Le net décrochage des garçons se vérifie très tôt et dans presque toutes les disciplines. Les filles sortent plus diplômées des études, elles choisissent d’avantage les filières générales et technologiques (2012 : 64% des filles pour 53% des garçons). Elles sont plus nombreuses à s’assoir sur les bancs de l’Université (2012 : 48% de femmes pour 38% d’hommes).
Au contraire, les garçons sont orientés vers des Bacs pro (2012 : 23,3% de garçons pour 16,7% des filles), le décrochage est plus important. Dans les filières où les garçons sont d’avantages représentés, les filles obtiennent de meilleures notes.
Sur le long terme cette fracture sexuée devient une fracture sociale. Les garçons privilégiant les filières courtes trouvent du travail dans des domaines fortement touchés par le chômage (comme le BTP). Au contraire, les filles évoluent dans des secteurs plus protégés (magistrature, fonctionnariat…).
A cet écart entre les sexes s’ajoute un écart entre les classes sociales et les origines. Ainsi, l’écart entre les garçons issus de l’immigration et les filles de même origine est beaucoup plus important que l’écart entre les garçons non issus de l’immigration et les filles de même origine (2010 : 74% des filles de toute origine ont leur bac contre 64 % des garçons non-issus de l’immigration et 43% des garçons issus de l’immigration). Ces chiffres se vérifient aussi lorsque les garçons et les filles sont issus de milieux pauvres.

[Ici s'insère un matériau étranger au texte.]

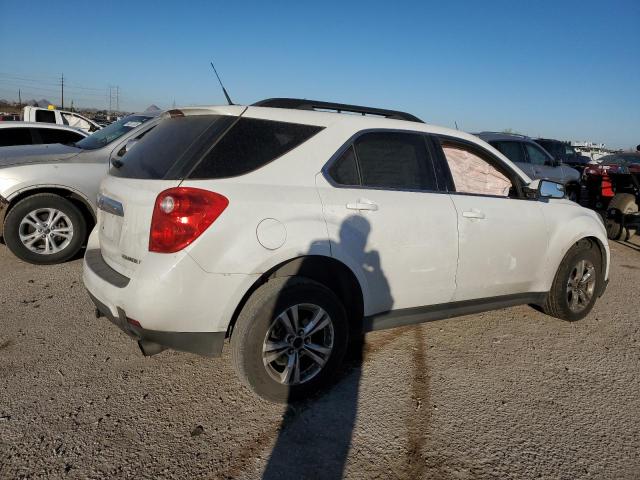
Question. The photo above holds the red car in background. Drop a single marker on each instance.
(596, 177)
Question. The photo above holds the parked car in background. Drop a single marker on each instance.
(48, 192)
(597, 179)
(31, 133)
(534, 160)
(564, 152)
(61, 117)
(291, 230)
(9, 117)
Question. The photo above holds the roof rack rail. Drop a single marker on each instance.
(513, 134)
(302, 104)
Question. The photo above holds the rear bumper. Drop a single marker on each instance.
(4, 204)
(169, 300)
(202, 343)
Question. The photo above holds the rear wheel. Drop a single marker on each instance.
(290, 339)
(44, 229)
(625, 203)
(577, 283)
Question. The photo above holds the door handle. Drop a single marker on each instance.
(362, 205)
(473, 214)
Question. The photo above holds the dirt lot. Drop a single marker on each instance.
(508, 394)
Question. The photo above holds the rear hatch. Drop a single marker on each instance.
(157, 162)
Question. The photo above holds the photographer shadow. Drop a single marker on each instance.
(315, 435)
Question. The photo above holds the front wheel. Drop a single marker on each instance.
(290, 339)
(44, 229)
(577, 283)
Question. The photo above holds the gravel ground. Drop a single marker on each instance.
(506, 394)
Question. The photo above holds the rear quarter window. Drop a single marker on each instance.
(171, 148)
(250, 144)
(14, 136)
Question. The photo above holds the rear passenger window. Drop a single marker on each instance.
(473, 173)
(512, 150)
(14, 136)
(344, 170)
(394, 160)
(536, 156)
(46, 116)
(250, 144)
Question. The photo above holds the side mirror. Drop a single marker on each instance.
(548, 189)
(553, 162)
(129, 145)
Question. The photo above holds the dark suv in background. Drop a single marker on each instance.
(564, 152)
(534, 160)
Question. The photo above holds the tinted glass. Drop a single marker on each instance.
(14, 136)
(112, 132)
(46, 116)
(512, 150)
(395, 160)
(536, 156)
(250, 144)
(170, 144)
(50, 135)
(344, 170)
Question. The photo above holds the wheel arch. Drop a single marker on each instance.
(328, 271)
(79, 200)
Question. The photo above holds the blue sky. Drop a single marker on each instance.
(562, 69)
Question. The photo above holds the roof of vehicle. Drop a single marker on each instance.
(552, 140)
(496, 136)
(51, 126)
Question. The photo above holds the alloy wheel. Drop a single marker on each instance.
(581, 286)
(46, 231)
(298, 344)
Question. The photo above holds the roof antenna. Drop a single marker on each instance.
(224, 90)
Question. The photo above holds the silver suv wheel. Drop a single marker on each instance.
(581, 286)
(46, 231)
(298, 344)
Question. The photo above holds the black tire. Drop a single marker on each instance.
(255, 321)
(625, 203)
(557, 301)
(36, 202)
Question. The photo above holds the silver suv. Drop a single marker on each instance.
(534, 160)
(48, 192)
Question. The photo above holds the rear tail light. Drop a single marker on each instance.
(180, 215)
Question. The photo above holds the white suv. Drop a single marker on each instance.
(289, 231)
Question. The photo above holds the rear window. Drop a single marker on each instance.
(112, 132)
(51, 135)
(169, 149)
(250, 144)
(46, 116)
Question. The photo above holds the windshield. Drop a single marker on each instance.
(111, 132)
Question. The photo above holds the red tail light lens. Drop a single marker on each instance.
(180, 215)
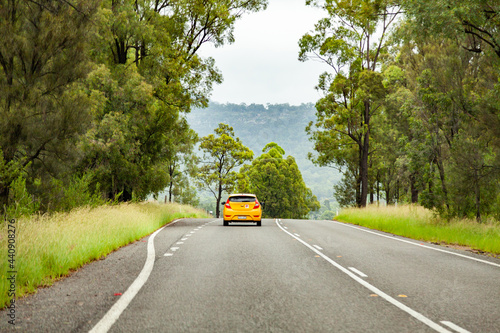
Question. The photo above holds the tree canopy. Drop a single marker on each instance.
(278, 183)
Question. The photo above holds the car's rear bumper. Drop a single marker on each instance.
(243, 217)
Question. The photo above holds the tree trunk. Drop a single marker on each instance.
(363, 165)
(443, 181)
(413, 189)
(478, 197)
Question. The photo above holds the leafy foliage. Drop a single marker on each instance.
(222, 155)
(278, 183)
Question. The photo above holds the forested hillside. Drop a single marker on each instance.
(257, 125)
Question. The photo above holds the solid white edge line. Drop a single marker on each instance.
(454, 327)
(116, 310)
(374, 289)
(413, 243)
(357, 272)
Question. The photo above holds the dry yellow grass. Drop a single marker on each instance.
(419, 223)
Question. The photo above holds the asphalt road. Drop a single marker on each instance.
(286, 276)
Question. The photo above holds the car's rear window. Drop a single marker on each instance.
(242, 199)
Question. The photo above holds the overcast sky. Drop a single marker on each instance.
(262, 65)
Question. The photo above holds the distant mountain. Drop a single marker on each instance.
(256, 125)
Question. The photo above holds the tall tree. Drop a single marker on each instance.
(222, 155)
(351, 40)
(151, 75)
(277, 181)
(42, 106)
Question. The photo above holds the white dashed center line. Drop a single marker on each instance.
(358, 272)
(454, 327)
(372, 288)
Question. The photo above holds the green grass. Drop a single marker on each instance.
(49, 247)
(419, 223)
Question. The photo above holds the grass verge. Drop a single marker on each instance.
(49, 247)
(419, 223)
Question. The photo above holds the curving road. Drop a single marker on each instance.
(286, 276)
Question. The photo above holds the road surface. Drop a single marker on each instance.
(287, 276)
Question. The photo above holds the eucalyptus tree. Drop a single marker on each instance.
(223, 154)
(150, 75)
(42, 106)
(352, 41)
(277, 181)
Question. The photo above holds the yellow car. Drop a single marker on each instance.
(243, 208)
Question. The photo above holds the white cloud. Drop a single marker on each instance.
(262, 65)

Le refus de prendre en compte l’impact de la différence sexuelle sur l’apprentissage s’explique par plusieurs blocages.
La mixité à l’école s’est imposée dans les années 1960 sans provoquer aucune réaction. Il s’agissait d’un ajustement économique de l’Education National face à la massification de l’accès au service public de l’enseignement causé par le baby-boom. La question sexuelle ne se posait pas. L’élève était considéré comme « un ange asexué » évoluant dans un « espace neutre ». Le corps, à l’école n’avait pas droit de cité. Ce mythe, comme le relève à regret l’auteur, est encore bien vivant.
Un certain féminisme tend à stigmatiser les garçons. Le temps plus important consacré aux garçons s’expliquerait par une misogynie institutionnalisée et non par le souci pédagogique d’aider les élèves les plus en difficulté (majoritairement des garçons). Le concept de dévalorisation des métiers occupés par les femmes, en faisant croire que rien ne change, tendrait à discréditer non seulement le progrès que représente l’accès des femmes à des métiers autrefois réservés aux hommes (comme la magistrature, la médecine et l’architecture) mais aussi tout un ensemble de métiers tournés vers l’humain et la vie sociale en survalorisant, par contraste, des métiers en rapport avec la machine et l’ordinateur conformément à « une vision orwellienne de la société ».
L’uniformisation du système éducatif français empêcherait de réfléchir à une pédagogie spécialement destinée aux garçons. Or, le rapport à la « tâche scolaire » montre que les garçons ont beaucoup plus de mal à finaliser une tâche que les filles, en la vérifiant et en apportant les corrections éventuelles. Dans ce même ordre d’idée, la méthode syllabique est mieux adaptée aux garçons, alors que les filles apprennent tout aussi bien avec la méthode globale. Les neurosciences ont mis en évidence des différences cérébrales entre les filles et les garçons qui expliquent des « trajectoires spécifiques de développement ».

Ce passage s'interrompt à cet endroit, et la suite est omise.